Army General Graduated from UCO’s ROTC program

AliciaTate
Brig. Gen. Alicia A. Tate-Nadeau

EDMOND — For 47 years, the University of Central Oklahoma has produced military leaders through the Reserve Officer Training Corps, including a woman who is a brigadier general and an inductee in the inaugural class of the ROTC Hall of Fame at Fort Knox, Ky.

Brig. Gen. Alicia A. Tate-Nadeau, an Enid native and graduate of the University of Central Oklahoma, was commissioned through the ROTC program as an Army lieutenant in 1986. She currently is assistant adjutant general in the Illinois National Guard.

She is one of five Oklahomans inducted June 10 into the national ROTC Hall of Fame. The others are H.E. Gene Rainbolt, an Oklahoma banker from Oklahoma City and 1952 University of Oklahoma ROTC graduate; Maj. Gen. Douglas O. Dollar, Stillwater, a 1967 Oklahoma State University ROTC graduate; Col. Henry O. Tuell III, a 1968 ROTC graduate of OU; and OSU President Burns Hargis, a 1970 ROTC graduate of OSU.

UCO’s ROTC program has been commissioning between 12 to 15 ROTC cadets annually, said Daryl Shryock, human resources administrator for the military science (ROTC) department since 2000. He has more than 28 years of military experience as a commissioned officer.

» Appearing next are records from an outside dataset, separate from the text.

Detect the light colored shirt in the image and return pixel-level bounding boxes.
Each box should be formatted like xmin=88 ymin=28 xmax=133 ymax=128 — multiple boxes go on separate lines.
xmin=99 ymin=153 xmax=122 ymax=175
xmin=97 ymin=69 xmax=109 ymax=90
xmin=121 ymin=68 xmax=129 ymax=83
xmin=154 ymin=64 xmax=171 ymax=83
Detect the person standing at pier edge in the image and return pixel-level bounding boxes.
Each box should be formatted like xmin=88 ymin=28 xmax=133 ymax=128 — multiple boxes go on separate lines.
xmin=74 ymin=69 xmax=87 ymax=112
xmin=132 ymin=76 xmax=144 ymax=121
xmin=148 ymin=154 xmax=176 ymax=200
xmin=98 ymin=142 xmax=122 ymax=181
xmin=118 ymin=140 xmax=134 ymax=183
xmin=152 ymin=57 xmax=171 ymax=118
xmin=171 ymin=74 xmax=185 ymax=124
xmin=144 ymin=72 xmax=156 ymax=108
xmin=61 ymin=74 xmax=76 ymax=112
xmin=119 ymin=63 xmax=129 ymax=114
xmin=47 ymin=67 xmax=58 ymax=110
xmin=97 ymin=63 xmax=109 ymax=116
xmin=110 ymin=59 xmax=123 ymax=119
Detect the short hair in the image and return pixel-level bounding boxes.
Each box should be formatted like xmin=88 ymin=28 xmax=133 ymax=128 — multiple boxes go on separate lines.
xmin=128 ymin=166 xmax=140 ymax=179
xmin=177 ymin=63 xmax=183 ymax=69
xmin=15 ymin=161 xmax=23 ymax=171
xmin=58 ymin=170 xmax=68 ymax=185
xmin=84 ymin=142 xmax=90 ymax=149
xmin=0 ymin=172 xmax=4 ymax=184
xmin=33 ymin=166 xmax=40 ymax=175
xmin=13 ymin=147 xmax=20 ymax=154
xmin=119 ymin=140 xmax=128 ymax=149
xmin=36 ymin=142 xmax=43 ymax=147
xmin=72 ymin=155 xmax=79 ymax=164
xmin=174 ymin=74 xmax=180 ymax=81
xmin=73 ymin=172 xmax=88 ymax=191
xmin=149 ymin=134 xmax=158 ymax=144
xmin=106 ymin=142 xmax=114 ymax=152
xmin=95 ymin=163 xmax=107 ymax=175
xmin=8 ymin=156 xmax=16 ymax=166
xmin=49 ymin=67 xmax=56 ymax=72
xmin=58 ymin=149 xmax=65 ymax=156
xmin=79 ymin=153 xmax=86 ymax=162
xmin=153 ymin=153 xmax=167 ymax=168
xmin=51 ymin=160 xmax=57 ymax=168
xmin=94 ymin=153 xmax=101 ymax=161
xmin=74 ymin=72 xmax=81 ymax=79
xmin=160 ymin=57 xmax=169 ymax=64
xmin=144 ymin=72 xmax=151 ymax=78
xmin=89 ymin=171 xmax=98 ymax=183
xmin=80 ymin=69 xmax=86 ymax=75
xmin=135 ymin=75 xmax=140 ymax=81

Like many colleges and universities, UCO offers students at other area universities the opportunity to be in the ROTC program.

Schools whose students can attend ROTC classes at UCO include Oklahoma City University, Southern Nazarene University, Langston University, Oklahoma Christian University and Southwestern Christian University.

Lt. Meagan Green is a Southern Nazarene University graduate who attended ROTC at UCO where she received her commission.

Students like herself commuted to UCO for the ROTC classes, she said.

This year marks the 100th anniversary of ROTC in America and Oklahoma.

The Oklahoma Military Hall of Fame will honor ROTC programs and their alumni at the Military Hall of Fame banquet Oct. 21 at Embassy Suites in Norman.

Maj. Gen. Dollar, founder of the Oklahoma Military Hall of Fame, has established a website for ROTC alumni to obtain more information and register to be recognized for their services.